Second, I'm now at Pop!Tech, and one of the things that's immediately clear is that this is not a conference. This is theater. It's high-end, "Masterpiece Theatre" for the brain theater, but theater nonetheless. The entire format of the event is to parade brilliance in front of the audience and let them take in and observe things as they will. They have some structures for networking and community building, but mostly this is the performance that anchors and inspires the community: the action is manifest throughout the year in the form of labs, fellowship programs, and other things that actually get attendees working together. But that's not the job of this set of performances.
I've been thinking a lot, actually, about Clay Shirky's TED@State talk from the summer. In it he talks about how media is no longer just a broadcast to be consumed but a site of organizing. His point is that as people consume media, they then organize groups around that to take the ideas, inspiration, or dissent generated by that media and turn it into action.
Performances as we are used to them - concerts, theater, dance, etc - have always been delivered in a broadcast model. People interested in whatever the content is sit around and consume that performance, then go home to the rest of their world.
The weird thing about the model is that the filter of which performances you would chose actively to seek out may actually be a lens through which to find other people you would like talking to, or perhaps even working with it. With that in mind, thinking of Pop!Tech (or TED, I would imagine, although I haven't been there yet) as a 21st century mental performance, with the speakers providing the content and the attendees creating the "organizing site" around it, makes a lot of sense.
But the point is, that's not a conference.
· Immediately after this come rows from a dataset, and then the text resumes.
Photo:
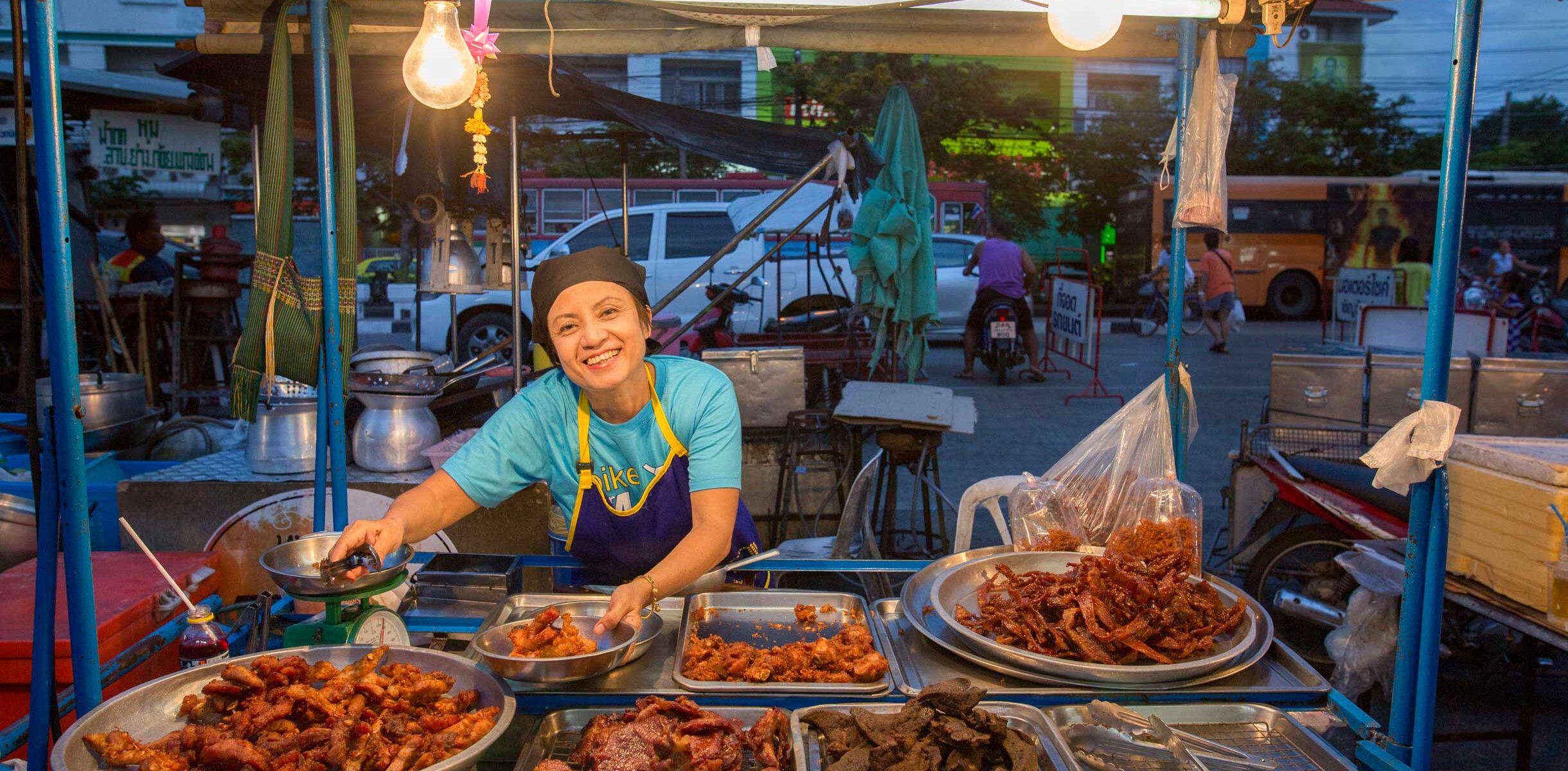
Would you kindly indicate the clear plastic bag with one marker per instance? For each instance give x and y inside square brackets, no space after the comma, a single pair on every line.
[1117,488]
[1202,191]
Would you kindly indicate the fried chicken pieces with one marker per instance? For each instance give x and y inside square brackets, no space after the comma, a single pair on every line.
[289,715]
[847,657]
[1120,608]
[940,729]
[678,736]
[540,638]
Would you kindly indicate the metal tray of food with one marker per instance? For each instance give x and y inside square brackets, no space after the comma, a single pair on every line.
[151,711]
[558,732]
[767,618]
[1277,676]
[650,669]
[916,594]
[1252,727]
[961,583]
[1021,716]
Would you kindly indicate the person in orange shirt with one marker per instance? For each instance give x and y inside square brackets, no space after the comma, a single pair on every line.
[1219,289]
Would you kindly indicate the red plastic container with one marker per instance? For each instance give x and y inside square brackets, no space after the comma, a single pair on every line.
[126,590]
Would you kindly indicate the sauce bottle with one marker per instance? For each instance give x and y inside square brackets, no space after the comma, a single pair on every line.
[204,640]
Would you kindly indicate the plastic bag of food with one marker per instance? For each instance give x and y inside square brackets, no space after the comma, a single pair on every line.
[1118,482]
[1200,193]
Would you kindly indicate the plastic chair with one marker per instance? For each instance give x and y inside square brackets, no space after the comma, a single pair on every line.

Or at least, not what we think of a conference right now. So the situation we have is one where you've got groups like the Opportunity Collaboration demonstrating that what people pay for at events is social capital - access to incredible networks, and at the same time events like Pop!Tech reinterpreting performance and using that performance as a platform for ongoing action.
In that situation, why do so many events cling to the older model? I've gotten nothing but positive response from my post a couple days ago about the extinction of plenaries, and in fact have never heard any one (with the exception of the occasional conference organizer themselves) really defend the structure. So what gives?
I think in part it's economics. The assumption is that people participate in conferences largely because of the quality of the speakers they bring in. Being able to put together interesting and provocative panel discussion quadruples the number of speakers an event can have at any one time, and so shouldn't that bring in more registrations? That's a tough argument for me to accept though; the economics of conferences tend to stink anyway, so why not experiment with different formats? What's more, the high price-tage of "all social capital" events like Opportunity Collaboration or "all keynote" performances like Pop!Tech and TED would seem to undermine it.
I think the inevitable thrust is that more and more, what we now call an "unconference" will increasingly just be what we think of as a conference. Sure there will be experiments with different formats that involve various levels of participation, but at the end of the day, I think that models that aren't rooted in the obliteration of conference hierarchy and the recognition that people go to events to find other people are living on borrowed time.